Les pénalités de la loi SRU coûtent cher à la commune, on est obligé de construire
Répété à l’envie, en laissant penser que c’est inéluctable, mais qu’en est-il vraiment ?
Déjà cette municipalité n’aura réalisé aucun logement social durant sa mandature.. Au lieu de mettre en construction le projet de 18 logements sociaux prévus dans la phase 1 du Château d’eau, le projet a été modifié et poussé à 22 logements provoquant, de façon assez légitime, l’opposition des riverains et leur action en justice.
Pire, avec les bailleurs sociaux qui sont en train de vendre certains logements, le pourcentage aura probablement baissé durant la mandature !
Il faut également savoir que la loi permet de déduire du montant des pénalités tout montant investi dans des logements sociaux (avec un décalage de deux ans). Cela aurait évité que l’argent des Essartois ne soit perdu…
Mais alors, les projets du PLU vont-ils régler ce problème de pénalités ?
Que nenni ! Après la mise en œuvre du PLU, il manquera encore 278 logements sociaux aux Essarts-le-roi pour être à 25 % comme la loi l’impose… alors qu’aujourd’hui, il en manque 277 (sic !)

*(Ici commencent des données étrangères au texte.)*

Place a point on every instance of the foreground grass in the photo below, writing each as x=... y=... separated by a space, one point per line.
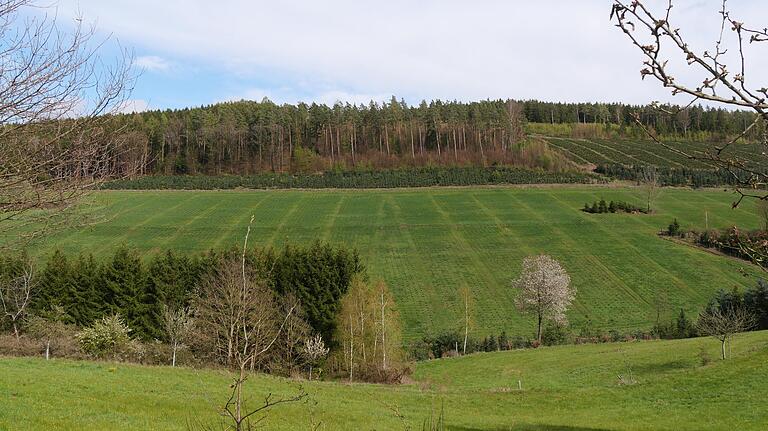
x=568 y=388
x=428 y=243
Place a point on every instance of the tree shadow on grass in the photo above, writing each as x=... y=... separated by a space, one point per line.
x=527 y=427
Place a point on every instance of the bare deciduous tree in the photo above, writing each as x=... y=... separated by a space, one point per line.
x=315 y=350
x=16 y=293
x=49 y=327
x=237 y=315
x=722 y=79
x=54 y=93
x=178 y=324
x=369 y=332
x=544 y=290
x=724 y=324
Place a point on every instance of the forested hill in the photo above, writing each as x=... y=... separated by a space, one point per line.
x=249 y=137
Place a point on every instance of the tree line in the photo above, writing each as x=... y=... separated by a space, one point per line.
x=665 y=120
x=86 y=289
x=249 y=137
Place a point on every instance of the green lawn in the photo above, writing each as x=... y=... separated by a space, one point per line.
x=572 y=388
x=427 y=243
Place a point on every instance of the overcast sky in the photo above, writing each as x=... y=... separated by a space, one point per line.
x=195 y=52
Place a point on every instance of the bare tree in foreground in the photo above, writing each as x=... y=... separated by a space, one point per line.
x=16 y=293
x=724 y=324
x=49 y=327
x=54 y=93
x=723 y=79
x=544 y=290
x=178 y=324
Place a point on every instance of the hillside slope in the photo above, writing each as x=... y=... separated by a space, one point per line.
x=564 y=388
x=428 y=243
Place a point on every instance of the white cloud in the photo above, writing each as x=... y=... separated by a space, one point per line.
x=133 y=106
x=152 y=63
x=451 y=49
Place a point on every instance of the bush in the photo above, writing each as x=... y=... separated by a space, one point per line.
x=555 y=334
x=108 y=336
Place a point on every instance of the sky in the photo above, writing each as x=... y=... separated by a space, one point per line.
x=197 y=52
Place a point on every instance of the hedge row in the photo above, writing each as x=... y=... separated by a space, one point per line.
x=673 y=176
x=421 y=177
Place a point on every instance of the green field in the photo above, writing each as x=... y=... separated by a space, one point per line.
x=573 y=388
x=645 y=152
x=427 y=243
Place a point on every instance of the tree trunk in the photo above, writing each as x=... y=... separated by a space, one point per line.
x=383 y=340
x=538 y=330
x=173 y=361
x=351 y=348
x=722 y=347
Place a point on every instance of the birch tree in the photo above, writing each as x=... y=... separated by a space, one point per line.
x=544 y=290
x=467 y=303
x=178 y=324
x=723 y=324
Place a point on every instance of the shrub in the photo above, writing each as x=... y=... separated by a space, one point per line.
x=555 y=334
x=108 y=336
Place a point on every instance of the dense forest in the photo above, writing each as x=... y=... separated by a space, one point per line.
x=249 y=137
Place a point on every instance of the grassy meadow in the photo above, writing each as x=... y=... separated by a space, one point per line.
x=428 y=243
x=572 y=388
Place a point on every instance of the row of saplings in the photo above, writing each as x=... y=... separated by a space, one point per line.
x=307 y=310
x=603 y=207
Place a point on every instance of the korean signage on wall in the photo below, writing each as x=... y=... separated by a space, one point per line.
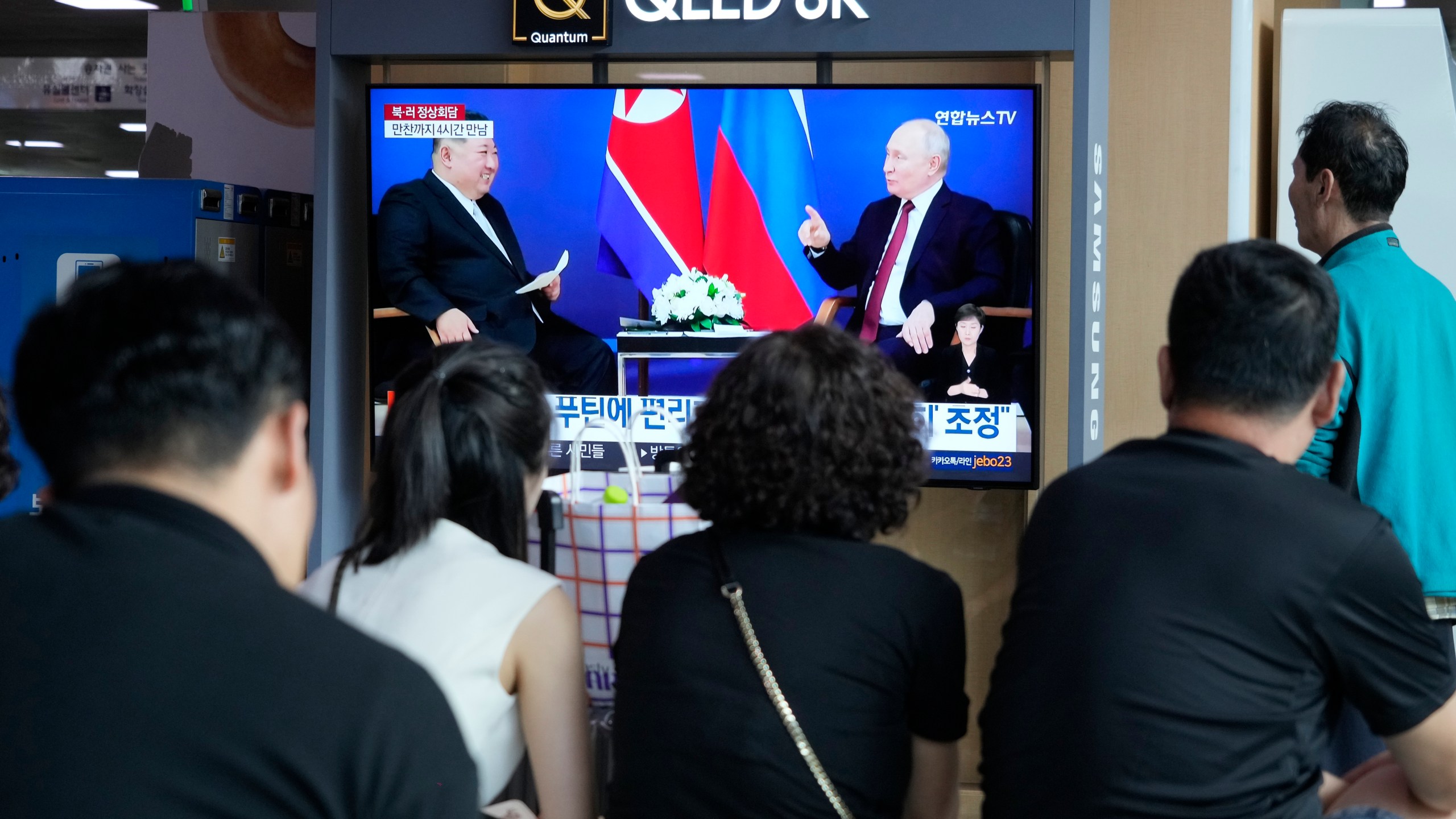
x=561 y=22
x=77 y=84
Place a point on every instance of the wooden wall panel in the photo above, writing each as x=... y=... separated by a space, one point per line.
x=1168 y=185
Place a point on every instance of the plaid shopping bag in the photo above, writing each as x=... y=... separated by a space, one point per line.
x=602 y=543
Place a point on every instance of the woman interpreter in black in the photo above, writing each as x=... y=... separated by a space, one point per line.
x=969 y=372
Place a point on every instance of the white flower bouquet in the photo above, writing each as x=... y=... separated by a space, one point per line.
x=696 y=302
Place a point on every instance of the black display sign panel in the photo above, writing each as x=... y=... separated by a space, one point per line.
x=561 y=22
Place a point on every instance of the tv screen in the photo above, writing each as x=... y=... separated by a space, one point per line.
x=660 y=208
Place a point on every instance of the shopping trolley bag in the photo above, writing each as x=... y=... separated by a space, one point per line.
x=601 y=544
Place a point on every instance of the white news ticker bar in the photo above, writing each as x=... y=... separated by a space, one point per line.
x=663 y=420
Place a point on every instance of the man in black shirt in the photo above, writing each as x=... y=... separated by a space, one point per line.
x=1192 y=613
x=150 y=660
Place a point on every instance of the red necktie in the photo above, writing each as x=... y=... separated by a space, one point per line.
x=877 y=295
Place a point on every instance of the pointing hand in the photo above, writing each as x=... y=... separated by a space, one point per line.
x=814 y=234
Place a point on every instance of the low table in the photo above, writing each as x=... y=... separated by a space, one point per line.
x=644 y=346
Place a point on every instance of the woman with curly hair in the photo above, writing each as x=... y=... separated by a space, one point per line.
x=805 y=448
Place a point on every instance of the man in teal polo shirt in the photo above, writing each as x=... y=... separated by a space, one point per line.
x=1392 y=442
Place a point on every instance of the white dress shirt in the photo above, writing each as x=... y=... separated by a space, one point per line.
x=474 y=209
x=452 y=602
x=892 y=312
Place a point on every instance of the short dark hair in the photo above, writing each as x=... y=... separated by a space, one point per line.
x=807 y=432
x=469 y=115
x=1360 y=148
x=1251 y=330
x=165 y=365
x=9 y=470
x=469 y=424
x=970 y=311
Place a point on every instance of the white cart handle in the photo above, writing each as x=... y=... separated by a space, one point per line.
x=634 y=468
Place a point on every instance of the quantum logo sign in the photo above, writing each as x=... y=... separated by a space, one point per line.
x=656 y=11
x=562 y=22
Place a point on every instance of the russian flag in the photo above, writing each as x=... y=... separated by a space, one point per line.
x=650 y=212
x=763 y=175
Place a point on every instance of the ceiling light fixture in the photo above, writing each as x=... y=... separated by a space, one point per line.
x=111 y=5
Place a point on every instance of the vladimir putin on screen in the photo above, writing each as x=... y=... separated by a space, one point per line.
x=448 y=255
x=916 y=255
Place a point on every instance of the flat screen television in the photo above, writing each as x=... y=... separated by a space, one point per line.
x=632 y=187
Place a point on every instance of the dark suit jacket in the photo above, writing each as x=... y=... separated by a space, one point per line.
x=954 y=260
x=435 y=257
x=985 y=372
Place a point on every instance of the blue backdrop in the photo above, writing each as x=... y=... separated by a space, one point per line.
x=554 y=143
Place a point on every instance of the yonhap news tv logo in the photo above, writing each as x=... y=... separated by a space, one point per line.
x=561 y=22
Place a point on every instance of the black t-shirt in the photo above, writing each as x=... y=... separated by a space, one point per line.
x=867 y=643
x=150 y=667
x=1189 y=617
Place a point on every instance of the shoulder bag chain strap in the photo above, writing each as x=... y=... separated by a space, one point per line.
x=733 y=591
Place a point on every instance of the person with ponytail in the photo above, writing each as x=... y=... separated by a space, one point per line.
x=439 y=569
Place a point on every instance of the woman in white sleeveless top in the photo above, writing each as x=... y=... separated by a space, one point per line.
x=439 y=569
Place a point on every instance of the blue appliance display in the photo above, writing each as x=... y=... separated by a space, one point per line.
x=55 y=231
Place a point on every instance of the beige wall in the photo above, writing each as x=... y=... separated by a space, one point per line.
x=1168 y=184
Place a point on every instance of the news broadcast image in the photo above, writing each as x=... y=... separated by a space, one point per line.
x=644 y=193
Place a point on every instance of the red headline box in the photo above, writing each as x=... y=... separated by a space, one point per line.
x=419 y=113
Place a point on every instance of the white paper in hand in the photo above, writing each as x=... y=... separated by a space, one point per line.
x=511 y=809
x=549 y=276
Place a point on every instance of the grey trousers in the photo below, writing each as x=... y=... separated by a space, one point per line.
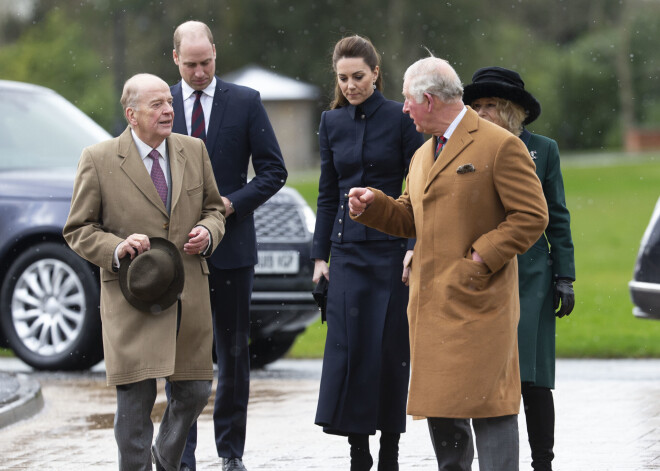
x=496 y=437
x=134 y=429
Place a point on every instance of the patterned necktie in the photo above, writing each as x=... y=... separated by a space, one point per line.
x=158 y=176
x=198 y=126
x=441 y=143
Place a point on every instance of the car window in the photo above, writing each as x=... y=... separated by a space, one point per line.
x=42 y=129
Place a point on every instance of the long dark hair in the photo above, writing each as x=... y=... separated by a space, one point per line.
x=352 y=47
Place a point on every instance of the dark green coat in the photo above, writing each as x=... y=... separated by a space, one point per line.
x=549 y=258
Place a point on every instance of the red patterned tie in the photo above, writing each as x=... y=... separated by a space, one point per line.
x=441 y=144
x=198 y=126
x=158 y=176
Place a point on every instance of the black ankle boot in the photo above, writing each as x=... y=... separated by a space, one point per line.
x=388 y=455
x=540 y=417
x=361 y=459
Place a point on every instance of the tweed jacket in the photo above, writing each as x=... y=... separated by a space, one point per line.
x=113 y=197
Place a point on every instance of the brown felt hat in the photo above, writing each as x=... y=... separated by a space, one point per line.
x=153 y=280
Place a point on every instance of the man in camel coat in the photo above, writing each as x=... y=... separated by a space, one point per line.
x=473 y=201
x=116 y=212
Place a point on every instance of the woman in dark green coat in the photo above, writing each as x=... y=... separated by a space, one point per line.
x=547 y=270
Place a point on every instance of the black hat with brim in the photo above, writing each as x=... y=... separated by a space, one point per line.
x=502 y=83
x=153 y=281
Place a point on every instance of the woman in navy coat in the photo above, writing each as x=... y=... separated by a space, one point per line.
x=365 y=140
x=547 y=270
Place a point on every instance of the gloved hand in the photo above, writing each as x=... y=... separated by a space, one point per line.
x=564 y=293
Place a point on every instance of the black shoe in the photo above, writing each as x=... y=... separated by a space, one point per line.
x=154 y=459
x=233 y=464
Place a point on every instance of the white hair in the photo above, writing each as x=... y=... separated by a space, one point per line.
x=435 y=76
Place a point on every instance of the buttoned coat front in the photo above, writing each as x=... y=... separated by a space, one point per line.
x=481 y=194
x=550 y=258
x=114 y=197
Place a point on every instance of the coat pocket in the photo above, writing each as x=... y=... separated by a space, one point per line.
x=470 y=290
x=195 y=190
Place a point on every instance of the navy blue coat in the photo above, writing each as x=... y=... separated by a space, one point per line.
x=364 y=382
x=376 y=157
x=239 y=128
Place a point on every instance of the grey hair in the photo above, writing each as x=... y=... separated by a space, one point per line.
x=435 y=76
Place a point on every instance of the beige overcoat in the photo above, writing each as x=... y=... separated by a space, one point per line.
x=483 y=194
x=114 y=197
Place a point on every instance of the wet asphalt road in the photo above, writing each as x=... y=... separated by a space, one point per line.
x=608 y=418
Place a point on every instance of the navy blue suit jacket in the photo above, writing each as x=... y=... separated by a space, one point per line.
x=373 y=149
x=238 y=128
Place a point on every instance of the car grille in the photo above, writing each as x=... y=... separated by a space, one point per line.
x=276 y=222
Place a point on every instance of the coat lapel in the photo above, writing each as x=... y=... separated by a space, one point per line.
x=179 y=114
x=135 y=170
x=220 y=99
x=177 y=165
x=459 y=140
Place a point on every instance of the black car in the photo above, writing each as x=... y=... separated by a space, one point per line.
x=49 y=296
x=645 y=285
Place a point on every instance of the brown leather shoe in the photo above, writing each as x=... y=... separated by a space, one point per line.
x=233 y=464
x=154 y=459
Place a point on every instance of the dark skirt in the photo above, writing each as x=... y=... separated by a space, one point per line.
x=366 y=364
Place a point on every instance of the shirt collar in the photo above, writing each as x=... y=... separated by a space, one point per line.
x=187 y=91
x=454 y=124
x=144 y=149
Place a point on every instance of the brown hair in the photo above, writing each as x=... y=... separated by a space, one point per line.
x=512 y=114
x=197 y=28
x=354 y=47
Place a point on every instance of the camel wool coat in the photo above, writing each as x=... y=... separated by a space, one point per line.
x=481 y=194
x=114 y=197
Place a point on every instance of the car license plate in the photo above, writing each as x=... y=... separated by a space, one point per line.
x=277 y=262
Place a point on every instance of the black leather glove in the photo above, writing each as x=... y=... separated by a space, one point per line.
x=564 y=293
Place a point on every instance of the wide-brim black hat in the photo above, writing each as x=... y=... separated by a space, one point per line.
x=153 y=280
x=502 y=83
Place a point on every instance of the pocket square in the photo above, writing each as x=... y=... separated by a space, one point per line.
x=467 y=168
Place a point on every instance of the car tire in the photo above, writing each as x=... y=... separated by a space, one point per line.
x=49 y=309
x=267 y=350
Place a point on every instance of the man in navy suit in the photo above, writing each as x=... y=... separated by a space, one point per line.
x=234 y=124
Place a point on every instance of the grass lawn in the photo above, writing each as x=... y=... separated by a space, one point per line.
x=611 y=198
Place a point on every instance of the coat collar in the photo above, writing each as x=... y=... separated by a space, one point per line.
x=460 y=139
x=368 y=106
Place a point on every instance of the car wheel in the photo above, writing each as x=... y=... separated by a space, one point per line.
x=49 y=309
x=267 y=350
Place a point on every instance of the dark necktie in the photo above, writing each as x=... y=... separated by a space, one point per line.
x=198 y=126
x=158 y=177
x=441 y=143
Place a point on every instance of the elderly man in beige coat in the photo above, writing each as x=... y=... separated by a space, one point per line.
x=473 y=201
x=125 y=195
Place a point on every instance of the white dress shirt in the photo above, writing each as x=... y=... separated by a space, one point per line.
x=206 y=99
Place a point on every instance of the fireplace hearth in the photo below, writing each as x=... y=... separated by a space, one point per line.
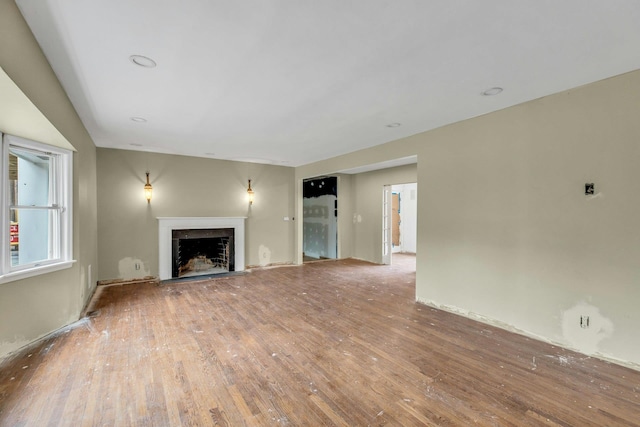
x=197 y=252
x=190 y=246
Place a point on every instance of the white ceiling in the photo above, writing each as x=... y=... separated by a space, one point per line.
x=290 y=82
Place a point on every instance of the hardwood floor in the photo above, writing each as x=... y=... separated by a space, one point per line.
x=332 y=343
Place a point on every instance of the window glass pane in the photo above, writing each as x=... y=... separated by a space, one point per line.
x=31 y=235
x=29 y=178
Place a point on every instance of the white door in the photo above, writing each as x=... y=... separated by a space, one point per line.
x=386 y=225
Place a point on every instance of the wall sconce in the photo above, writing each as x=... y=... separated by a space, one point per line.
x=148 y=190
x=250 y=193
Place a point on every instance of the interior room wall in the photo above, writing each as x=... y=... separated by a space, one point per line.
x=33 y=307
x=505 y=232
x=185 y=187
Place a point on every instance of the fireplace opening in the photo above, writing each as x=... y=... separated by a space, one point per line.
x=202 y=252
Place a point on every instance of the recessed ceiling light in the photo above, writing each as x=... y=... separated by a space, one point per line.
x=142 y=61
x=493 y=91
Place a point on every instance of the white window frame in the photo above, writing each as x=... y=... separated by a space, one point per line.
x=62 y=187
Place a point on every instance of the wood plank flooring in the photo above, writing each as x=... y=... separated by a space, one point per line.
x=334 y=343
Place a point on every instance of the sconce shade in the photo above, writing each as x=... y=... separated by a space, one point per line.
x=250 y=193
x=148 y=190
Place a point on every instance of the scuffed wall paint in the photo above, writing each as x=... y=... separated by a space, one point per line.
x=132 y=268
x=585 y=334
x=8 y=347
x=264 y=255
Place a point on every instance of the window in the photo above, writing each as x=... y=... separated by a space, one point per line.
x=36 y=208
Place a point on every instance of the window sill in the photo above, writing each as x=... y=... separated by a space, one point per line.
x=35 y=271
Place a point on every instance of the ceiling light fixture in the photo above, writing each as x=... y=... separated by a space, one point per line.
x=148 y=189
x=250 y=193
x=492 y=92
x=142 y=61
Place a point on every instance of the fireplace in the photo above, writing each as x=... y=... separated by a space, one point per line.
x=191 y=246
x=196 y=252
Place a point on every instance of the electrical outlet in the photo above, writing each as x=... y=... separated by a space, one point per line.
x=589 y=189
x=584 y=322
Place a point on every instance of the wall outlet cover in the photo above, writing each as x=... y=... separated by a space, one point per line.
x=589 y=189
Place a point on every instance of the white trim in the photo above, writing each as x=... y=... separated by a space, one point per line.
x=167 y=224
x=35 y=271
x=61 y=194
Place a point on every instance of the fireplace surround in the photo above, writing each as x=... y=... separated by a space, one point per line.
x=167 y=225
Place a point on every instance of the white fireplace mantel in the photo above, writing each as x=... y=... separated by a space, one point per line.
x=167 y=224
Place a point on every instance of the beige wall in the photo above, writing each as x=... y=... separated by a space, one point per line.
x=34 y=307
x=187 y=186
x=505 y=232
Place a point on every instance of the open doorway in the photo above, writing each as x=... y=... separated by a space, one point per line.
x=399 y=228
x=320 y=218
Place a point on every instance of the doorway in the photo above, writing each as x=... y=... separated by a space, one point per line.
x=320 y=218
x=399 y=220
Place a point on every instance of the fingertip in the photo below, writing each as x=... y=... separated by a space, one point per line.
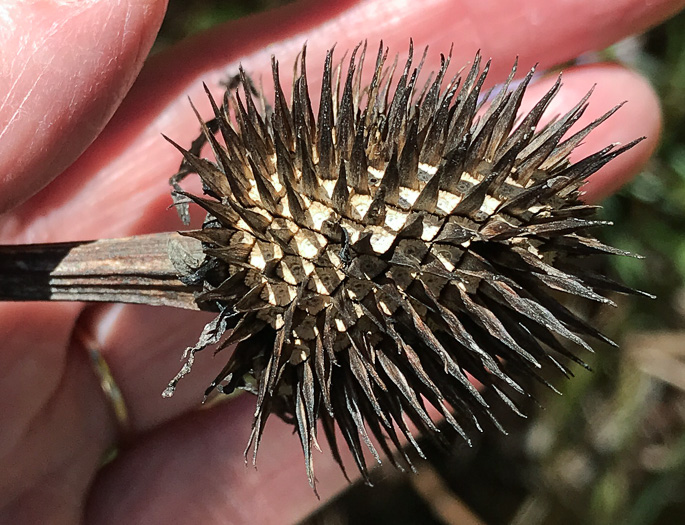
x=70 y=65
x=640 y=116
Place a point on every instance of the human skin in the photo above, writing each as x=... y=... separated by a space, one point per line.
x=65 y=67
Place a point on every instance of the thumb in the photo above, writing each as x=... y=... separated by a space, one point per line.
x=65 y=66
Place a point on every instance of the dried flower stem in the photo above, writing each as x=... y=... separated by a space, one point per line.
x=142 y=269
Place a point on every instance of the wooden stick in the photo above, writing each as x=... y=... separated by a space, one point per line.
x=144 y=269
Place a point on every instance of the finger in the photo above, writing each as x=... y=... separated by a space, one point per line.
x=545 y=31
x=144 y=352
x=201 y=459
x=66 y=66
x=47 y=470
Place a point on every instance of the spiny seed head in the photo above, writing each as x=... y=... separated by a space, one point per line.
x=370 y=256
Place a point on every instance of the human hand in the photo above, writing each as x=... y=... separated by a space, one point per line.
x=65 y=68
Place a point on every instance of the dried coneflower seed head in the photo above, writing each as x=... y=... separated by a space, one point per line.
x=370 y=257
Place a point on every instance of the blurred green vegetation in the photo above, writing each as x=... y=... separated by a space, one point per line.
x=611 y=450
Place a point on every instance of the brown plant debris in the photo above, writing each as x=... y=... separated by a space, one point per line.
x=368 y=260
x=371 y=259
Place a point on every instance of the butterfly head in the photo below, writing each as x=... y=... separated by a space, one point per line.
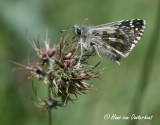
x=80 y=30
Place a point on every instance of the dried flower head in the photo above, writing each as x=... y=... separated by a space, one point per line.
x=62 y=70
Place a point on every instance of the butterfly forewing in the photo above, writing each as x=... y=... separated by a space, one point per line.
x=114 y=40
x=120 y=37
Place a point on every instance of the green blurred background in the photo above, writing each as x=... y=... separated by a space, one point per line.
x=119 y=90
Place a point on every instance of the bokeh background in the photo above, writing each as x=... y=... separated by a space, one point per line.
x=132 y=87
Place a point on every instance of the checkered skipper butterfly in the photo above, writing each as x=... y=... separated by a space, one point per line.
x=113 y=40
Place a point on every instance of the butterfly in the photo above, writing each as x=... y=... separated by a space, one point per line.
x=113 y=40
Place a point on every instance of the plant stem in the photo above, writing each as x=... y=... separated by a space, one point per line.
x=146 y=70
x=49 y=110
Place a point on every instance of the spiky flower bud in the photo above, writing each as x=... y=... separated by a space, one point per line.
x=61 y=68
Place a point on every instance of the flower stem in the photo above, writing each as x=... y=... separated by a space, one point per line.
x=146 y=70
x=50 y=109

Pas logique à première vue, mais n’oubliez pas que tous les logements construits se rajoutent à la base de calcul donc le besoin augmente.
Nous sommes aujourd’hui à 15,16 % de logements sociaux, après… 16,85 %, la pénalité ne va pas beaucoup baisser avec un gain de 1,69 %… cela coûtera donc toujours cher à la commune.
Pour espérer se rapprocher des exigences de la loi SRU, il faudrait construire environ 400 logements sociaux et aucun autre logement ! Or la commune continue à délivrer des permis de construire (environ une douzaine en 2025) ce qui, mécaniquement, augmente le besoin en logements sociaux.
En résumé :
Les projets de constructions du PLU ne résoudront pas la carence en logements sociaux aux Essarts.
Les pénalités auraient pu être récupérées pour des micro-projets.
La situation s’est aggravée durant cette mandature.